She is known for creating large-scale collages from painted felt and other materials applied directly to one or more walls.
Her wall assemblages often comprise of silhouettes of figures, objects, and architectural structures, are narrative and sometimes surreal, layered with philosophical references to identity, feminism, psychology, literature, Australian culture and more.
Smart graduated from the South Australian School of Art, Adelaide, and earned an MFA at the Victorian College of the Arts, Melbourne.
She was also the first female artist to be elected a trustee of the National Gallery of Victoria.
Bendigo Art Gallery has a long history with Smart, presenting Shadow Farm, a solo exhibition of the artist’s work in 2001 and organised a subsequent tour to various interstate venues.
The gallery also commissioned Smart to create a work for the exhibition Your Move: Australian Artists Play Chess in 2010.

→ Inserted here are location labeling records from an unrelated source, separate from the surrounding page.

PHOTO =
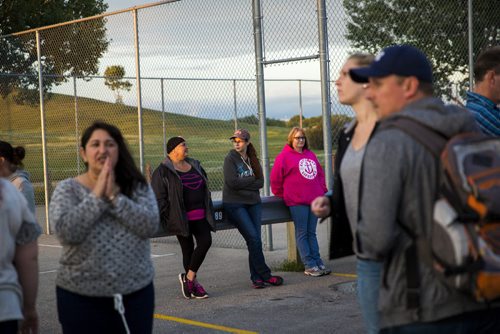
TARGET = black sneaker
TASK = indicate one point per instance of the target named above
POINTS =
(198, 291)
(186, 286)
(258, 284)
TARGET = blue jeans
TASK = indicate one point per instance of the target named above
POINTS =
(247, 219)
(79, 314)
(478, 322)
(305, 223)
(369, 273)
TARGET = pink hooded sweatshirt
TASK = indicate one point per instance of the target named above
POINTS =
(297, 177)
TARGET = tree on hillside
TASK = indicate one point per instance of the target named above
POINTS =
(439, 28)
(68, 50)
(113, 78)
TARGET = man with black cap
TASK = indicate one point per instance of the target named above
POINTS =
(398, 187)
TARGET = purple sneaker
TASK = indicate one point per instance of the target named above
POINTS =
(258, 284)
(198, 292)
(187, 286)
(274, 280)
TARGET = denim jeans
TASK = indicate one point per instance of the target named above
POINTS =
(79, 314)
(305, 223)
(369, 273)
(247, 219)
(478, 322)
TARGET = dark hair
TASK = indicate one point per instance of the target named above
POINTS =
(291, 136)
(362, 59)
(14, 155)
(127, 175)
(254, 161)
(426, 88)
(487, 60)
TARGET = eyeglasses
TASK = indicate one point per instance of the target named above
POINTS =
(237, 141)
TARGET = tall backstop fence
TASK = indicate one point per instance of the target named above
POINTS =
(200, 69)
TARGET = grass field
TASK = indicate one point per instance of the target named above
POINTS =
(207, 138)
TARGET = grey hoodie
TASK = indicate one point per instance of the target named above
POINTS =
(240, 184)
(21, 180)
(399, 183)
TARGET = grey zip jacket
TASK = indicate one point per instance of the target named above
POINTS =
(167, 187)
(399, 184)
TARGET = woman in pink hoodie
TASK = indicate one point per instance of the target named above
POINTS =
(298, 178)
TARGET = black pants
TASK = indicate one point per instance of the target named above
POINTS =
(8, 327)
(192, 257)
(97, 315)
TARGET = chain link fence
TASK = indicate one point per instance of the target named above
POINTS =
(196, 64)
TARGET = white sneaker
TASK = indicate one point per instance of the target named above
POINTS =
(314, 272)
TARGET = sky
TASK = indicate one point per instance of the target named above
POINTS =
(190, 39)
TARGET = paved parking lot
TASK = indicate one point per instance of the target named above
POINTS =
(302, 305)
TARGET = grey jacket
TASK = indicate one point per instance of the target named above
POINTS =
(240, 184)
(167, 187)
(399, 184)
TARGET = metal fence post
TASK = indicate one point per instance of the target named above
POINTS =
(258, 41)
(139, 93)
(46, 179)
(77, 135)
(301, 110)
(163, 118)
(235, 106)
(325, 90)
(471, 44)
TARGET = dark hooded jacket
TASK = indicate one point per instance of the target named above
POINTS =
(167, 187)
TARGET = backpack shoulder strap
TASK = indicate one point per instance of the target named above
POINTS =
(434, 142)
(431, 139)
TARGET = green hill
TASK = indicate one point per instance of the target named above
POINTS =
(207, 138)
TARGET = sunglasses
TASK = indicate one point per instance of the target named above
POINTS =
(236, 140)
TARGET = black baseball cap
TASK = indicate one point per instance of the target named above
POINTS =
(403, 60)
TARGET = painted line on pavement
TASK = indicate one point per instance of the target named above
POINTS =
(203, 324)
(48, 271)
(345, 275)
(152, 255)
(161, 255)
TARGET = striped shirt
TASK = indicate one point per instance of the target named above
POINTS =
(486, 113)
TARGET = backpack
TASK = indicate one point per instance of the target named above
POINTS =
(465, 239)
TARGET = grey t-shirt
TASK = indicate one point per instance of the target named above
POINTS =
(350, 170)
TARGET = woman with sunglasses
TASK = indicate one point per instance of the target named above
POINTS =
(242, 180)
(298, 178)
(181, 187)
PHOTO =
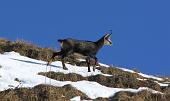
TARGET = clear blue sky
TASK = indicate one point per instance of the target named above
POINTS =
(141, 28)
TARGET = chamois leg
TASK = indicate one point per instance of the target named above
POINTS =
(94, 66)
(65, 54)
(88, 63)
(63, 64)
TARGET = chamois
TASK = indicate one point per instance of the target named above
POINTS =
(88, 49)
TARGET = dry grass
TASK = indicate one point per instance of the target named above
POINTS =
(42, 93)
(118, 80)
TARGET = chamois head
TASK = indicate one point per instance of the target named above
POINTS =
(107, 40)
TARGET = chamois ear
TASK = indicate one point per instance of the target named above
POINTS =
(107, 40)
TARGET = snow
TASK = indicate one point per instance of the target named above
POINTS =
(141, 74)
(26, 70)
(77, 98)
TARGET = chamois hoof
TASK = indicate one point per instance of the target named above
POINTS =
(93, 70)
(65, 68)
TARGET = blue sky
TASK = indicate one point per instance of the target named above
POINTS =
(141, 28)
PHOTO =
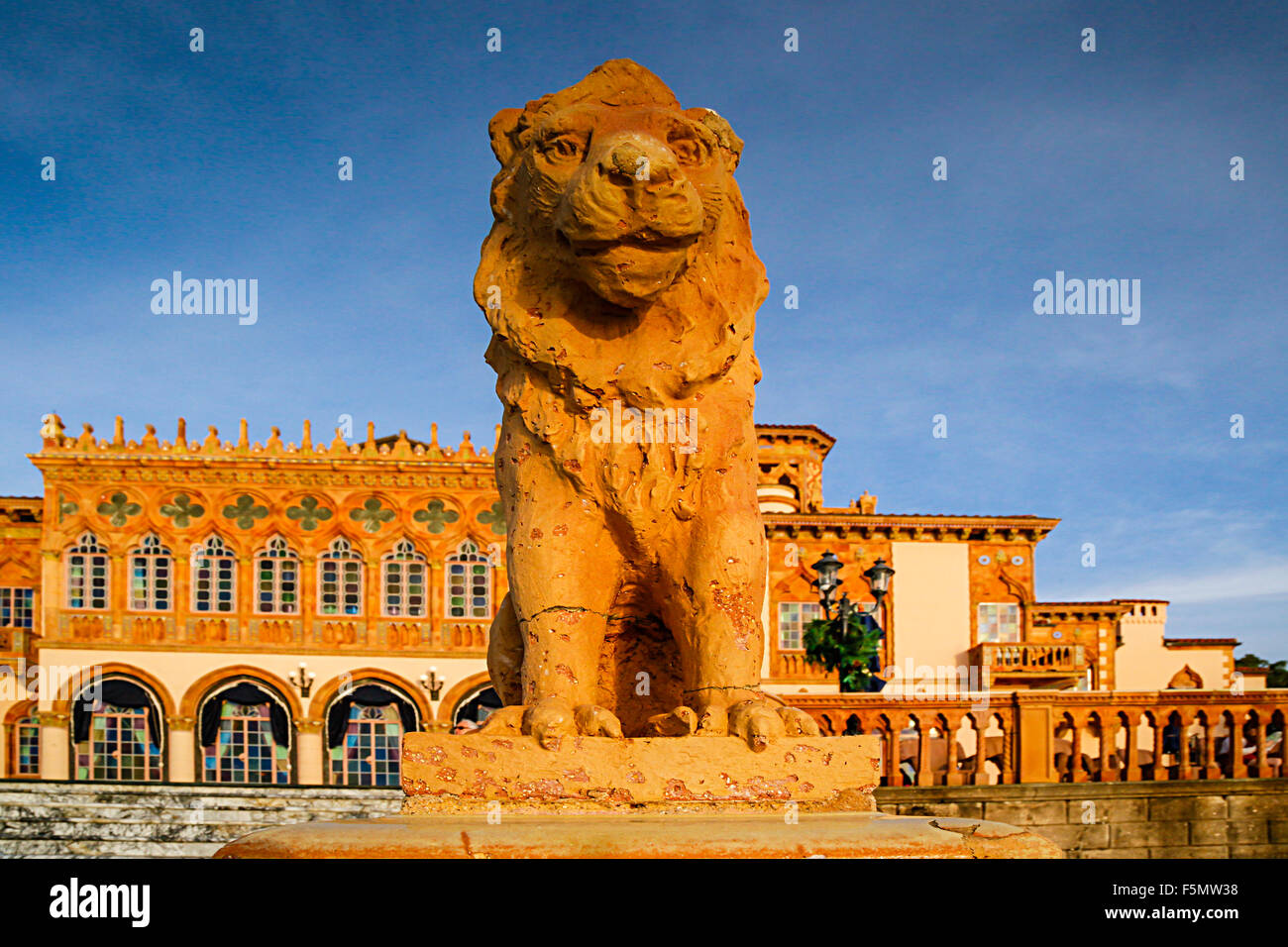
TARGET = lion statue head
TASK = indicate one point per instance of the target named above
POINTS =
(619, 260)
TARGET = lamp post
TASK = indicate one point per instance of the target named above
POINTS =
(303, 680)
(432, 684)
(827, 583)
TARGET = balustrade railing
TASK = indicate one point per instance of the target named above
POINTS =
(1026, 657)
(1065, 736)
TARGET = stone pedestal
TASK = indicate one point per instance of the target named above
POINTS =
(505, 796)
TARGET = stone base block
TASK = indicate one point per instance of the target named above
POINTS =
(651, 835)
(837, 772)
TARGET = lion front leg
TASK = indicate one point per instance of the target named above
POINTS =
(713, 612)
(566, 574)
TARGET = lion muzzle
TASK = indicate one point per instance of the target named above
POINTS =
(629, 218)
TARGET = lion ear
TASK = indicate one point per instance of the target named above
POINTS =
(722, 131)
(505, 129)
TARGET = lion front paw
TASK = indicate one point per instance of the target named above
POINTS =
(758, 723)
(552, 719)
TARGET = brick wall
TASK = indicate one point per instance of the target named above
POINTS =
(1219, 818)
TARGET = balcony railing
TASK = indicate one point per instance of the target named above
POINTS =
(1026, 657)
(1065, 736)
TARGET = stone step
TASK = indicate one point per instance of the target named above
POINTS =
(97, 848)
(17, 791)
(192, 813)
(68, 819)
(84, 830)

This exhibition included works by Australian artists working across a diverse range of media all responding to the game of chess.
Sally Smart is one of Australia's most significant contemporary artists.
- Tansy Curtin
Phantom (limb) Tree was exhibited in Decoy Nest, Postmasters Gallery, New York, in September 2008.
This multi-layered work is a collage of textile, paint and other mixed media pinned directly to the wall.
Tree branches and human limbs are intertwined alluding to notions of memory, loss and regrowth.
Smart says: “This series of work has developed from my long-term interest in representations of the tree, with reference to contemporary and historical models, namely the tree house, family tree, tree of life and the tree of knowledge.
“Most recently my thinking has been organised around literal and metaphorical iconography of the tree and pressing ecological concerns with a tree as a symbolic stand-in for nature … In thinking about the idea of a decoy (masking, camouflage and metamorphosis) I began to draw connections to my art practice, in the strategies I used in conveying and creating meaning. [in this work] dissected parts are examined and reconstructions are made for explanations.
“Inevitably the conclusion is like a puzzle-picture: a maze of fugitive parts; tree parts become human parts, and body parts become abstract.”